Entonces Runeberg (o Borges) lanza una tesis herética y espectacular: Dios se hizo hombre para humillarse y purgar las infamias del Padre consignadas en el prontuario del Antiguo Testamento. Pero el papel de “salvador” es heroico, no tiene nada de sacrificio. ¡Jesús sale en hombros! En realidad Jesús encarnó un papel infame, el papel del traidor. Ergo, Judas es el verdadero hijo de Dios.

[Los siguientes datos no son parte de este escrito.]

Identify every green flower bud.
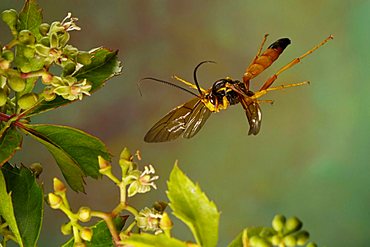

Varios comentaristas, entre estos Albert Camus, imaginan que Jesús vivió preso de culpas por los pecados del Padre. Dormía mal porque en las noches lo acosaba la visión de una muchedumbre de niños sin cabeza. Entonces desafió a los fariseos, provocó el recelo de un imperio y despreció las oportunidades de salvación que le brindaron Herodes y Pilatos hasta que encontró al fin reposo en la cruz.
El retrato de Jesús de Marguerite Yourcenar es extraordinario. “Aquellos pies desgastados de tanto andar por todos los caminos de nuestro infierno, aquellos cabellos llenos de piojos de astros, aquellos grandes ojos puros como únicos pedazos que de su cielo le quedaban (…) Era feo como el dolor; estaba sucio como el pecado”. Magdalena cayó de rodillas ante Él pero muy pronto comprendió que no podía manipularlo porque no le cabía una culpa más. El hijo del carpintero expiaba los malos cálculos del Padre Eterno (Eva se le salió del libreto muy temprano) y no podía borrar de sus noches el llanto de los miles de niños degollados por órdenes de Herodes.
Ella lo odió porque le había robado el amor de Juan el Bautista (Juan no consumó su matrimonio con Magdalena por seguir a Jesús). A Jesús lo enterneció el odio de esa muchacha altanera, inventó números mágicos para verla reír, la defendió de las piedras de los hombres y fue a la casa de Lázaro, el hermano de Magdalena, tocó el cadáver y le devolvió la vida. Entonces Magdalena se rindió y lo quiso como a nadie, pero luego volvió a odiarlo porque nunca puso sobre ella las manos que hicieron el sol y las estrellas.
Tampoco le perdonó la macabra broma de “morir” en la cruz, ni la breve alegría de la resurrección, ni la cobarde huida al cielo, y escupió su rencor: “Él no me salvó de la muerte ni del mal ni del crimen ni del pecado, solo me salvó de la felicidad”. (Fuegos, Marguerite Yourcenar).
* El chiste de Sabina es una blasfemia de putañero: Magdalena sedujo a Dios “y nunca le cobró”.
** Algunos sociólogos consideran a Magdalena la primera feminista de la historia.
*** Pilatos hace un gesto y Jesús desaparece. Jesús hace un gesto y Roma es el Vaticano. Frente a este portento, todos los milagros son números de feria.